Modelling of gene-gene interactions

PCA

To reveal groups of genes that act together we first used an unsupervised method-principal component analysis-to describe the correlation structure of the selected genes. Correlations between genes were derived from PCA of gene expression patterns using the prcomp function with default settings in the R package stats. The gene (row) by time point (column) matrix of expression ratios was analyzed by PCA to determine the scores for the objects (gene expression ratios) and the loadings for the variables (time points). After mean centering of the gene expression ratios the ratios as well as time points were simultaneously plotted with help of a biplot [85,86]. The PCR was applied on a small subset of candidate genes derived from the multivariate analysis by GA/MLHD.

GeneNet

Additionally, a search for correlations, which cannot be explained by other variables, was performed. These partial correlations are used as a measure of conditional independence and are the basis for graphical Gaussian models (GGMs). For construction of a gene association network-GGMs that represent multivariate dependencies-the R package GeneNet (version 1.1.0) [49] was used. GeneNet contains functions for calculating shrinkage estimators (ggm.estimate.pcor) and for assigning statistical significance for the edges in a network (ggm.test.edges). The undirected graph for a small subset of genes from the feature selection procedure with GA/MLHD was calculated with the parameter method = dynamic in the function ggm.estimate.pcor by foregoing mean centering of the expression ratios.

Text mining

To verify the predicted network from GeneNet the corresponding gene-gene interactions were searched for in all PubMed abstracts with the help of a text mining program (Pathway Studio 5.0, Ariadne Genomics) based on the Natural Language Processing (NLP) Technology.

Abbreviations

ANOVA: analysis of variance; FDR: false discovery rate; CRH: corticotropin-releasing hormone; CRHR: corticotropin-releasing hormone receptor; ERK 1/2: extracellular signal-regulated kinase; GA: genetic algorithm; GGMs: graphical Gaussian models; HPA: hypothalamic-pituitary-adrenal; KNN: K-nearest neighbour; LDA: linear discriminant analysis; MAPK: mitogen-activated protein kinase; MLHD: maximum likelihood; NC: nearest centroid; PCA: principal component analysis; PKA: protein kinase A; POMC: proopiomelanocortin; qRT-PCR: quantitative real-time polymerase chain reaction: SA: simulated annealing; SVM: support vector machines.

Authors' contributions

DT designed and performed the bioinformatic data analyses including univariate preselection, multivariate GALGO analysis as well as principal component and GeneNet analyses followed by literature mining. CG designed and carried out the biological experiments including cell culture treatments, RNA preparation, microarray hybridization and scanning and qRT-PCR analyses. DT and CG wrote the manuscript.
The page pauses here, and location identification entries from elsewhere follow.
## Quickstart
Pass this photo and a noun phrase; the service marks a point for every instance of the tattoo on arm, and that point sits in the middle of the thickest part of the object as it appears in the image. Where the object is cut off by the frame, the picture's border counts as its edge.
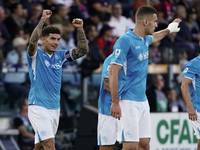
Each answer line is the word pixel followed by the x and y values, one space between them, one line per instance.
pixel 106 85
pixel 35 36
pixel 82 48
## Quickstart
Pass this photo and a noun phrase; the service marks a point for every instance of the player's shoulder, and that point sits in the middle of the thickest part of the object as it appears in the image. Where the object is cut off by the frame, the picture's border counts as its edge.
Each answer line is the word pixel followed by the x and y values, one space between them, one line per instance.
pixel 124 39
pixel 194 62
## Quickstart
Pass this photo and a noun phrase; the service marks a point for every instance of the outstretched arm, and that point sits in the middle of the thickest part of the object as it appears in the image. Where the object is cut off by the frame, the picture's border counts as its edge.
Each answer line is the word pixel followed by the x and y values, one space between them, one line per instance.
pixel 115 109
pixel 36 34
pixel 106 84
pixel 186 97
pixel 82 48
pixel 172 27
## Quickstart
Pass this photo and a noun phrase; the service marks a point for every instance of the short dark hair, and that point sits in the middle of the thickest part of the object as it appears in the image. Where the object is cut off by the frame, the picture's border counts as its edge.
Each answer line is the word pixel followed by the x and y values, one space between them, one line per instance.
pixel 50 29
pixel 145 11
pixel 13 7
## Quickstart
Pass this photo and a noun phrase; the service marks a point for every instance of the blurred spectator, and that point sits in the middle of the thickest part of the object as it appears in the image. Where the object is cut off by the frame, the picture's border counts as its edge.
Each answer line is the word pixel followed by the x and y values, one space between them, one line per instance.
pixel 174 104
pixel 15 81
pixel 59 17
pixel 127 6
pixel 157 99
pixel 138 3
pixel 103 6
pixel 16 19
pixel 164 9
pixel 21 122
pixel 67 3
pixel 105 42
pixel 196 5
pixel 49 4
pixel 83 8
pixel 192 25
pixel 155 53
pixel 94 57
pixel 94 19
pixel 34 17
pixel 118 21
pixel 4 30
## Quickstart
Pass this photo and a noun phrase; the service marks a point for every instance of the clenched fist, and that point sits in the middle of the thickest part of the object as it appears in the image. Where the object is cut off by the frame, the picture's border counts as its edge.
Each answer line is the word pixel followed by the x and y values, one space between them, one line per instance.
pixel 46 14
pixel 78 23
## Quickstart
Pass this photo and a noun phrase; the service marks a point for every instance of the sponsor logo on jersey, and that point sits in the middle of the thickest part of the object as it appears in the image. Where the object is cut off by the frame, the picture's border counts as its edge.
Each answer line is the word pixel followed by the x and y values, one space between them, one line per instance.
pixel 47 63
pixel 57 56
pixel 185 70
pixel 117 52
pixel 137 47
pixel 143 56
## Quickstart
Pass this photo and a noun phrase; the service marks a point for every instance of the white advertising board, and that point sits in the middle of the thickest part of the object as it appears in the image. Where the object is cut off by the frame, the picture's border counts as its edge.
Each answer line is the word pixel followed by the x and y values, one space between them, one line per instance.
pixel 172 131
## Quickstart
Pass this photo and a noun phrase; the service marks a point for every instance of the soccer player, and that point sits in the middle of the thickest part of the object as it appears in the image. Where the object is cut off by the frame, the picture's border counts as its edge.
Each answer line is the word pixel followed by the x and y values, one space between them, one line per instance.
pixel 190 89
pixel 107 125
pixel 127 88
pixel 45 70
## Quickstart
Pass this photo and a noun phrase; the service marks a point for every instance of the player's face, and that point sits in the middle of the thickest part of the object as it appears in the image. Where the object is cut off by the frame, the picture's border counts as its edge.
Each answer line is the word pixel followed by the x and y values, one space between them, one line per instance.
pixel 152 24
pixel 51 42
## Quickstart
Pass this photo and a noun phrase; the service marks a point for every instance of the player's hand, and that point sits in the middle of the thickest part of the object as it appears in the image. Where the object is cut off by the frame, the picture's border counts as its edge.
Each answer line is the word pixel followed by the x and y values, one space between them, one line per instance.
pixel 78 23
pixel 46 14
pixel 192 115
pixel 173 27
pixel 115 110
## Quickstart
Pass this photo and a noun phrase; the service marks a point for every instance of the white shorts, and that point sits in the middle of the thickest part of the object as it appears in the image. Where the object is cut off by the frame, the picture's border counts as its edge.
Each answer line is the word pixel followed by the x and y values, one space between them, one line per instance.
pixel 107 130
pixel 135 122
pixel 44 122
pixel 196 126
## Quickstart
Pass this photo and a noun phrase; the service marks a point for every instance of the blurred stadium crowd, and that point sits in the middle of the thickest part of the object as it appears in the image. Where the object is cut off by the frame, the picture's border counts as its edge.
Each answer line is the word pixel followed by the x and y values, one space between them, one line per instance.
pixel 104 22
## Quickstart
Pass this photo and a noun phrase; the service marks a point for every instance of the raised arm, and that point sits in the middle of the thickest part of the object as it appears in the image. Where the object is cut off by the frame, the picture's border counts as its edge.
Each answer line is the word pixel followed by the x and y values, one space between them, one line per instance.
pixel 172 27
pixel 106 84
pixel 186 97
pixel 37 32
pixel 115 109
pixel 82 48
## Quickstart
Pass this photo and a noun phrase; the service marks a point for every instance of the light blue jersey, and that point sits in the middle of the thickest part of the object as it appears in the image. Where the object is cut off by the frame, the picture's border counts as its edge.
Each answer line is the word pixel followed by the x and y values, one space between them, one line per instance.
pixel 192 71
pixel 104 101
pixel 131 52
pixel 45 73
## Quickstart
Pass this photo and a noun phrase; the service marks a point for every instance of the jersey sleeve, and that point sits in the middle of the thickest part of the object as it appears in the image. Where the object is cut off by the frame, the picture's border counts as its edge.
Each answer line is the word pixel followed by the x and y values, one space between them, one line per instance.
pixel 120 51
pixel 105 70
pixel 66 55
pixel 17 122
pixel 189 70
pixel 149 39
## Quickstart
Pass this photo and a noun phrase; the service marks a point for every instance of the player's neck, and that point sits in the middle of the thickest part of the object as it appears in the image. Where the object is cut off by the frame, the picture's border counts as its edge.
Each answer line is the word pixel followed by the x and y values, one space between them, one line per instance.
pixel 46 51
pixel 139 31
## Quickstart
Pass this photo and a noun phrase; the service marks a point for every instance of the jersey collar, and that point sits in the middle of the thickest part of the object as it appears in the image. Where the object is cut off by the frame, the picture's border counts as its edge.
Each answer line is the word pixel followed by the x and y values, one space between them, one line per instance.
pixel 130 31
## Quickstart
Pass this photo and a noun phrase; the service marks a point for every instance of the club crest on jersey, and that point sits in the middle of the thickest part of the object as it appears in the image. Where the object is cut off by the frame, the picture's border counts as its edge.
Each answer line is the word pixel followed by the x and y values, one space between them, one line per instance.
pixel 185 70
pixel 43 133
pixel 143 56
pixel 57 56
pixel 117 52
pixel 108 68
pixel 47 63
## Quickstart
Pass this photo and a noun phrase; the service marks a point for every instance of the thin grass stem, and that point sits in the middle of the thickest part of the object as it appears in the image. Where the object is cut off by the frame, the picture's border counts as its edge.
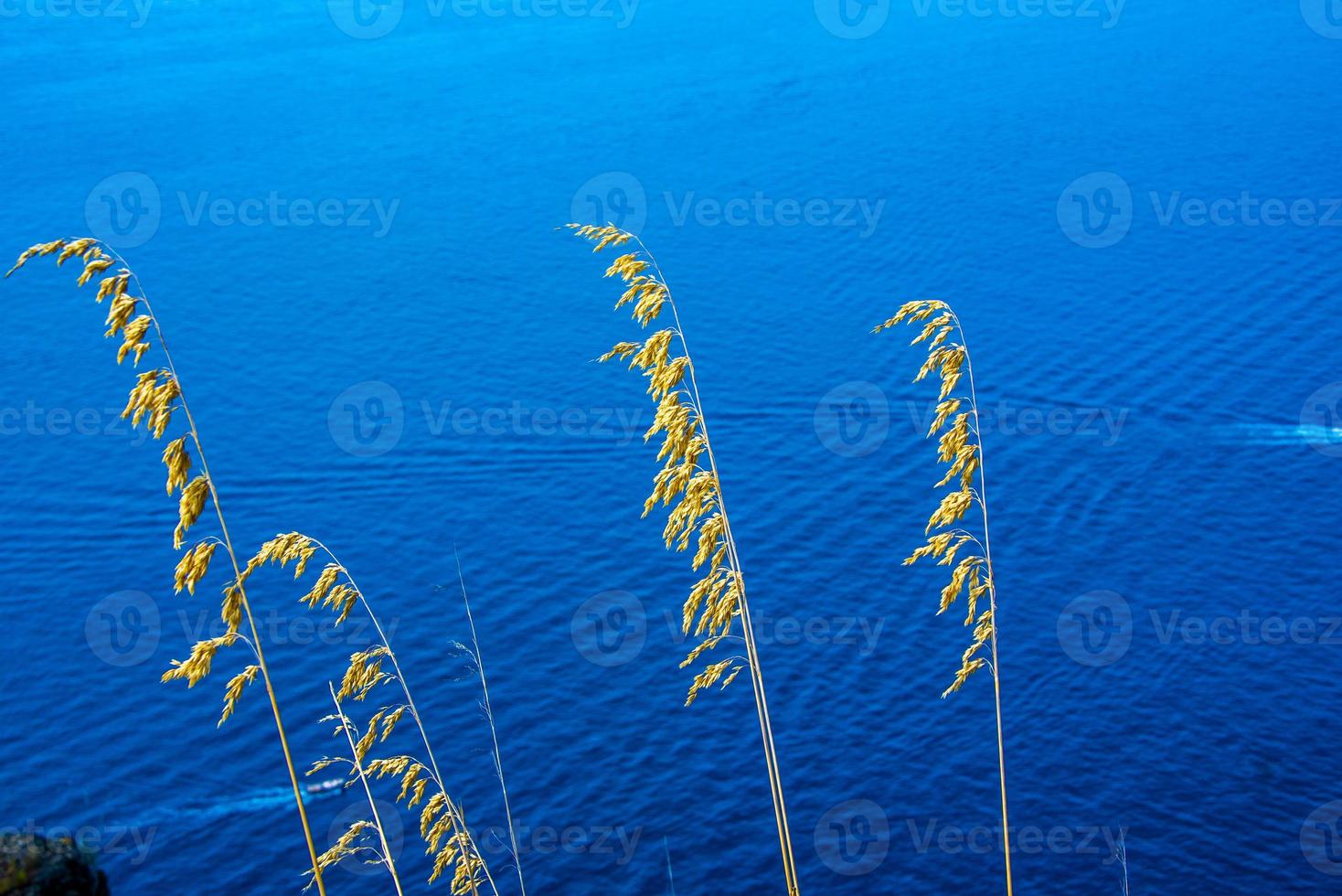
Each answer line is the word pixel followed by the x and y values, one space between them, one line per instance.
pixel 238 574
pixel 367 792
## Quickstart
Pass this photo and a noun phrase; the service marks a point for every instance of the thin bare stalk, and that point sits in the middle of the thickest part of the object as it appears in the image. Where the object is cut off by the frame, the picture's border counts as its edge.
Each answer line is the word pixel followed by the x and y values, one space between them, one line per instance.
pixel 674 385
pixel 992 605
pixel 961 447
pixel 363 778
pixel 232 559
pixel 780 809
pixel 489 717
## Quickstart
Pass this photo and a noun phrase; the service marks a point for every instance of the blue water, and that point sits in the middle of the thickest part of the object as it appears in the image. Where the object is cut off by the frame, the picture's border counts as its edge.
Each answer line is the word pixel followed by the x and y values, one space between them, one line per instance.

BP performed the normalization of the raw microarray data. CK, MP and PW assisted in the microarray performance and analyses. FH and WW directed the work. GW wrote the manuscript and together with JD supervised the project and revised the manuscript. All authors read and approved the final manuscript.

Acknowledgements

This work was partially supported by the Bundesministerium für Bildung und Forschung within the framework of NGFN-Plus (Förderkennzeichen 01GS0481, 01GS08151 and 01GS08155). The project underlying this report 'Helmholtz Alliance for Mental Health in an Ageing Society' (HelMA, HA-215) was supported in the frame of the 'Helmholtz Impuls-und Vernetzungsfonds' funded by the German 'Bundesministerium für Bildung und Forschung' (BMBF). The authors are responsible for the content of this publication.

References

  1. Vale W, Rivier C, Brown MR, Spiess J, Koob G, Swanson L, Bilezikjian L, Bloom F, Rivier J: Chemical and biological characterization of corticotropin releasing factor.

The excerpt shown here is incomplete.